Innovative Verfahren und neue Züchtungen
Waren es anfangs kleine Brauereien, die glutenfreies Bier als Nischenprodukt auf den Markt gebracht haben, gibt es heutzutage auch Angebote von grossen Brauereien. Denn: Der Markt für glutenfreie Lebens- und Genussmittel wird immer beliebter. Daher wird im Herstellungsprozess weiter an Innovationen geforscht. So verwenden einige Brauereien speziell gezüchtete glutenfreie Gerste als Rohstoff, um das beliebte Standardbier ohne Gluten produzieren zu können. Andere setzen auf traditionelle Rohstoffe, verändern aber den Brauprozess. Statt mit Enzymen zu arbeiten, wird das Bier intensiver und länger gekocht sowie kälter gelagert. Abschliessend wird es filtriert, um die EU-Richtlinien einzuhalten.
Was viele nicht wissen: Es gibt auch traditionell gebraute Biere mit wenig Gluten. So enthält ein Bier der Sorte Pilsner Lagerbier lediglich 1.2 Milligramm Gluten pro 100 Gramm – und darf somit gemäss EU-Richtlinie als glutenfrei gekennzeichnet werden.
Produktion von glutenfreiem Bier – was Hersteller beachten müssen
Häufig werden in einem Betrieb sowohl konventionelle als auch glutenfreie Produkte hergestellt. Die Hersteller müssen strenge Kontrollen sowie absolute Hygiene gewährleisten. So müssen sämtliche Produktionsmittel regelmässig – auch an unzugänglichen Stellen – gereinigt werden. In der gesamten Lieferkette sowie im Brauprozess müssen alle Zutaten strikt von den glutenhaltigen Rohstoffen getrennt sein. Grundsätzlich sollte glutenfreies Bier in einer Anlage gebraut werden, die ausschliesslich dafür verwendet wird. Nur so lassen sich Kontaminationen vermeiden.

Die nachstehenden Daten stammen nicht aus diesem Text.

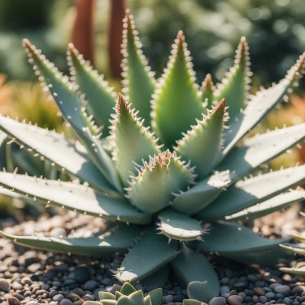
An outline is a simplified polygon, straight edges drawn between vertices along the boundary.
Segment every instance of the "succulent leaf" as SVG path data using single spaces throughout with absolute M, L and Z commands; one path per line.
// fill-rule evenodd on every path
M 177 142 L 177 154 L 187 162 L 191 161 L 199 180 L 210 172 L 219 157 L 224 120 L 226 120 L 225 104 L 225 100 L 222 100 L 212 110 L 208 110 L 207 116 L 197 120 L 198 124 Z
M 153 96 L 151 125 L 162 143 L 168 147 L 187 132 L 195 119 L 204 112 L 195 86 L 195 73 L 182 31 L 178 33 L 172 55 Z
M 256 96 L 250 99 L 243 111 L 235 115 L 230 115 L 228 124 L 231 127 L 230 130 L 224 134 L 224 149 L 220 162 L 242 137 L 265 117 L 282 101 L 287 92 L 291 90 L 292 86 L 297 85 L 304 60 L 305 52 L 288 71 L 285 78 L 267 89 L 258 91 Z
M 84 110 L 84 105 L 73 84 L 68 82 L 68 77 L 63 77 L 59 72 L 53 72 L 53 65 L 45 59 L 41 51 L 32 45 L 27 40 L 24 40 L 26 51 L 30 62 L 34 66 L 41 81 L 45 81 L 65 119 L 70 123 L 81 143 L 86 147 L 88 153 L 96 165 L 115 188 L 122 191 L 114 165 L 104 150 L 96 135 L 95 129 L 89 121 Z M 56 70 L 55 70 L 56 71 Z
M 88 158 L 85 150 L 80 150 L 80 144 L 75 145 L 64 135 L 2 116 L 0 116 L 0 129 L 20 147 L 37 154 L 37 157 L 41 160 L 54 162 L 60 170 L 77 177 L 81 182 L 86 181 L 102 192 L 121 197 L 114 191 Z
M 185 241 L 201 239 L 204 230 L 197 220 L 188 215 L 167 208 L 159 217 L 159 229 L 169 238 Z
M 194 176 L 169 150 L 151 157 L 133 179 L 128 191 L 132 204 L 152 213 L 169 205 L 176 193 L 186 191 Z
M 291 190 L 263 201 L 259 204 L 250 206 L 239 212 L 226 216 L 226 220 L 246 220 L 259 218 L 280 210 L 293 203 L 301 201 L 305 196 L 305 191 Z
M 282 267 L 282 268 L 280 268 L 280 270 L 283 272 L 297 274 L 298 276 L 305 275 L 305 266 L 303 266 L 300 268 L 287 268 Z
M 122 92 L 128 93 L 128 100 L 133 107 L 139 110 L 139 116 L 145 119 L 144 125 L 148 126 L 150 120 L 150 100 L 156 89 L 155 73 L 150 71 L 147 60 L 143 54 L 142 44 L 137 36 L 133 17 L 126 11 L 124 19 L 123 48 L 122 52 L 125 57 L 123 60 L 124 77 L 123 85 L 126 87 Z
M 230 151 L 216 169 L 234 172 L 232 182 L 235 182 L 304 138 L 304 123 L 249 138 L 244 140 L 243 146 Z
M 128 228 L 127 226 L 121 224 L 107 232 L 86 238 L 20 236 L 2 231 L 0 231 L 0 236 L 18 245 L 36 249 L 78 255 L 100 256 L 104 253 L 126 251 L 133 245 L 140 235 L 141 229 L 136 226 L 130 226 Z
M 87 113 L 93 115 L 96 125 L 104 126 L 103 134 L 104 136 L 107 135 L 108 127 L 110 126 L 109 118 L 117 95 L 112 92 L 113 88 L 108 86 L 104 75 L 100 75 L 93 70 L 72 43 L 69 44 L 67 55 L 70 80 L 76 81 L 80 92 L 85 94 L 85 98 L 88 102 L 86 105 Z
M 0 185 L 46 204 L 81 214 L 135 224 L 147 224 L 151 220 L 151 215 L 124 199 L 106 196 L 86 186 L 3 172 Z
M 234 177 L 235 174 L 229 171 L 216 171 L 177 196 L 172 207 L 181 213 L 195 214 L 217 198 L 224 189 L 231 184 Z
M 129 295 L 133 292 L 135 292 L 137 289 L 134 287 L 131 284 L 126 282 L 122 286 L 120 292 L 124 295 Z
M 131 172 L 135 171 L 135 163 L 139 164 L 142 160 L 148 161 L 149 156 L 158 155 L 160 150 L 151 134 L 142 126 L 140 118 L 134 113 L 134 108 L 131 109 L 120 94 L 116 109 L 112 121 L 114 128 L 111 137 L 115 143 L 112 154 L 122 183 L 127 187 Z
M 305 165 L 289 167 L 239 180 L 196 215 L 199 219 L 220 220 L 305 182 Z
M 291 240 L 290 237 L 264 238 L 242 225 L 232 222 L 213 223 L 210 234 L 205 238 L 205 242 L 198 240 L 192 241 L 190 245 L 202 251 L 217 252 L 221 255 L 235 253 L 242 255 L 252 251 L 263 252 L 279 249 L 280 243 Z
M 133 283 L 161 268 L 177 256 L 177 241 L 172 240 L 169 244 L 168 241 L 165 236 L 156 234 L 155 227 L 147 228 L 124 259 L 116 278 Z
M 182 245 L 180 250 L 170 265 L 179 278 L 188 284 L 189 297 L 208 303 L 219 294 L 220 284 L 217 274 L 203 254 L 186 245 Z
M 165 265 L 155 272 L 141 280 L 140 284 L 146 291 L 151 291 L 159 287 L 163 287 L 165 285 L 168 277 L 169 270 L 169 265 Z
M 217 84 L 217 89 L 214 92 L 213 100 L 225 99 L 230 115 L 239 113 L 240 109 L 245 108 L 251 75 L 248 50 L 246 38 L 242 37 L 236 51 L 234 66 L 227 72 L 227 77 L 222 83 Z
M 99 297 L 100 300 L 115 300 L 115 297 L 114 295 L 110 292 L 107 292 L 106 291 L 100 291 L 99 292 Z

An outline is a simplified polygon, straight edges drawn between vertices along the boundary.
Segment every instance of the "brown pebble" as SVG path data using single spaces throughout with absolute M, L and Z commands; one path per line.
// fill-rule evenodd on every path
M 14 296 L 9 298 L 9 304 L 10 305 L 21 305 L 20 301 Z
M 301 294 L 302 292 L 305 291 L 305 286 L 296 286 L 291 290 L 291 294 L 294 295 L 296 293 Z
M 256 295 L 258 295 L 258 296 L 261 296 L 266 294 L 266 291 L 263 288 L 261 288 L 261 287 L 255 287 L 253 289 L 253 292 Z
M 10 285 L 5 279 L 0 279 L 0 290 L 8 292 L 10 290 Z

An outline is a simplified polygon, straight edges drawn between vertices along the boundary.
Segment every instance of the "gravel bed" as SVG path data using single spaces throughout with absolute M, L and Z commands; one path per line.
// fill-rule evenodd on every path
M 303 230 L 305 218 L 298 216 L 300 207 L 295 205 L 284 214 L 278 212 L 257 220 L 252 224 L 254 230 L 270 238 L 287 236 L 289 232 L 296 230 L 296 225 Z M 0 228 L 17 235 L 43 233 L 76 237 L 89 237 L 105 227 L 101 219 L 62 210 L 58 213 L 53 217 L 44 214 L 35 222 L 30 216 L 19 212 L 18 221 L 12 218 L 0 219 Z M 86 300 L 98 300 L 100 291 L 115 293 L 120 289 L 122 283 L 113 278 L 110 270 L 119 267 L 124 257 L 124 254 L 99 259 L 69 256 L 29 250 L 0 238 L 0 303 L 82 305 Z M 221 288 L 220 296 L 209 305 L 305 305 L 304 278 L 279 270 L 279 267 L 305 265 L 303 257 L 295 255 L 269 268 L 245 266 L 216 255 L 210 259 Z M 135 287 L 146 292 L 140 284 Z M 186 288 L 172 276 L 164 287 L 162 303 L 182 305 L 188 298 Z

Wichtig für den Export: In unterschiedlichen Ländern gelten unterschiedliche Vorgaben für glutenfreie Nahrungsmittel. Soll ein Bier innerhalb der EU vertrieben werden, darf der Grenzwert von 20 mg/kg nicht überschritten werden. In den USA dagegen gilt zwar der gleiche Grenzwert wie in der EU, aber: Wurde das Gluten während des Herstellungsprozesses entfernt, darf ein Bier dort nicht als glutenfrei deklariert werden. – Auch, wenn es weniger als 20 mg Gluten enthält.
Neben der strikt getrennten Produktion und hohen Hygienestandards müssen Hersteller durch spezialisierte Stichprobentests gewährleisten, dass ihre Produkte glutenfrei sind. Speziallabore wie Biolytix bieten für verschiedene Lebensmittel zuverlässige Nachweise an. Mit erprobten Verfahren wie dem ELISA-TEST wird der Glutengehalt im Bier ermittelt beziehungsweise gewährleistet, dass das Endprodukt frei vom Klebeprotein ist und das Siegel mit der durchgestrichenen Ähre tragen darf.